Thanks for your insightful suggestion. We will improve the related works on how established practices such as SPR, PlayVirtual, and other model-based methods contrasting to SCR in integrating future information.
Thanks for the response which has addressed many concerns. Good luck!
Dear Reviewer R7iQ,
Thank you for your valuable feedback. We are pleased that our responses addressed your concerns.
Best regards,
The Authors
Dear Reviewer R7iQ,
We sincerely appreciate the time and effort you have invested in reviewing our manuscript. We have provided responses that address the issues raised in your initial feedback. We believe that further discussion would be highly valuable in improving the quality and impact of our work.

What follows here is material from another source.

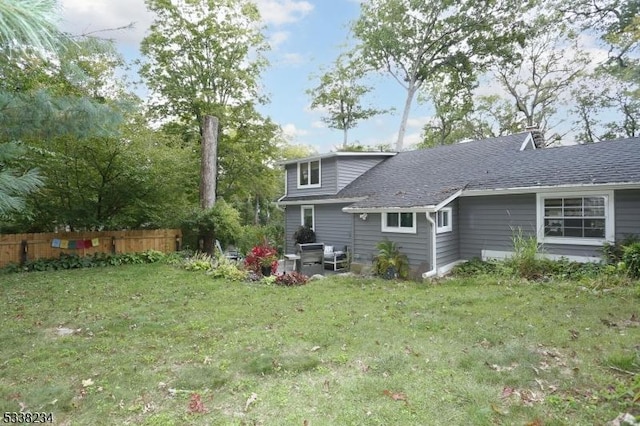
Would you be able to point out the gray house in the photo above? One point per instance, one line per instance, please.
(452, 203)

We would like to gently remind you of the upcoming deadline for the discussion period on August 13 AoE. Your expertise and insights are vital to helping us refine our manuscript.
Thank you for your continued support and consideration.
Best regards,
The Authors
Nearly all reviewers recommend acceptance of this paper. The sole exception is reviewer EHt5, who provided valuable feedback and raised valid concerns. The authors have addressed some of these concerns, but additional experiments are necessary to fully resolve these issues. However, I believe the current set of experiments is sufficient to demonstrate the capabilities and some limitations of the model.
That being said, I agree with reviewer Eht5 that the current set of experiments does not fully support the claim of "SOTA performance in demanding generalization tasks." This claim should be rephrased to be less assertive. However, I don't think this is enough grounds for rejecting the paper. The paper provides valuable theoretical and empirical contributions to the field.
I encourage the authors to incorporate the results from the rebuttal, make the SOTA claim more moderate, and overall recommend this paper for acceptance.